Thesis Open Access
Joe Cheri Ross
Preeti Rao; Pushpak Bhattacharyya
Development of a music recommender system, one of the key applications of Music Information Retrieval (MIR), necessitates research into methods to represent and retrieve music information efficiently. Considering the specific characteristics of each music culture and the diverse requirements thereof, the methods must be culture-aware with many of the associated tasks being culture-specific. This research is motivated by the importance of a music recommendation system for Hindustani music. The investigated tasks focus primarily on information extraction from melodic audio and text content, realizing the significance of information from multi-modal sources. In the context of information extraction from audio signals, we present our investigations on melodic motif detection involving mukhda (main title phrase of a composition) and pakad (raga characteristic phrase) detection.
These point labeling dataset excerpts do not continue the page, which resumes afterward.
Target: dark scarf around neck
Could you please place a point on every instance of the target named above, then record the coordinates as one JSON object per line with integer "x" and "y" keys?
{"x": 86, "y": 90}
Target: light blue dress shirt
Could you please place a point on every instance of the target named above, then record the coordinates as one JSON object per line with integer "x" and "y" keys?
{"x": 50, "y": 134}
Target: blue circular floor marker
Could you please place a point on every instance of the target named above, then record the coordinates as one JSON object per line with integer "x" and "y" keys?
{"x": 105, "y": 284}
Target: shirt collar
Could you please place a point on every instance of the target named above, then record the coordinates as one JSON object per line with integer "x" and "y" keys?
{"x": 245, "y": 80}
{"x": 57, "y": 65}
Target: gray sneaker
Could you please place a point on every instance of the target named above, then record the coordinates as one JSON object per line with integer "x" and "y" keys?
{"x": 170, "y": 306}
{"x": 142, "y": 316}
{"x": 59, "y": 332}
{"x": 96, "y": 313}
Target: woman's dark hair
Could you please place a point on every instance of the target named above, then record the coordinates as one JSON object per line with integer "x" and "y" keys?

Our investigation on extracting meta-information from natural language text focuses on coreference resolution, with the aim of improving relation extraction from textual content. The task of raga similarity detection is investigated with both text and music content (available as music notation).
Melodic motifs form essential building blocks in Indian Classical music. The mukhda and the pakad phrases provide strong cues to the identity of the composition and the underlying raga respectively. Automatic detection of such recurring basic melodic phrases is highly relevant to music information retrieval in Hindustani music. This thesis discusses approaches to detect mukhda and pakad in a concert audio recording by exploring musicological cues and similarity computations.
Considering the large number of ragas in Hindustani music, detection of similarities between them is beneficial to music recommendation. The problem of raga similarity detection is investigated with two diverse data sources viz., discussions on Hindustani ragas and composition notations. Each of these sources help in extracting different aspects of raga similarity. While text discussions aid to extraction of similarities generally perceived by musicians, similarities based on melodic attributes are extracted through composition notations. Both the approaches learn representations for ragas, and the similarities between the representations indicate the similarities between the ragas.
Realizing the importance of coreference resolution to improve relation extraction from text, our investigations on extracting meta-information focuses on the same from music discussion forums. The attempt to design a specific approach is motivated by the nature of the text and the domain specificity. While the feature design considers domain specificity and nature of the text, we also observe the need for a hybrid approach. The proposed modification to best-first clustering, for the clustering step in the mention-pair model, considers relation between candidate antecedents while resolving for an anaphoric mention. We also discuss a method to identify the semantic class, a crucial feature for coreference resolution, with the help of web resources. This approach to semantic class identification is generalizable for any domain-specific dataset with similar challenges. The investigations with eye-tracking and memory networks initiate research in the direction of bridging the gap between the cognitive process involved and the machine understanding of coreference resolution.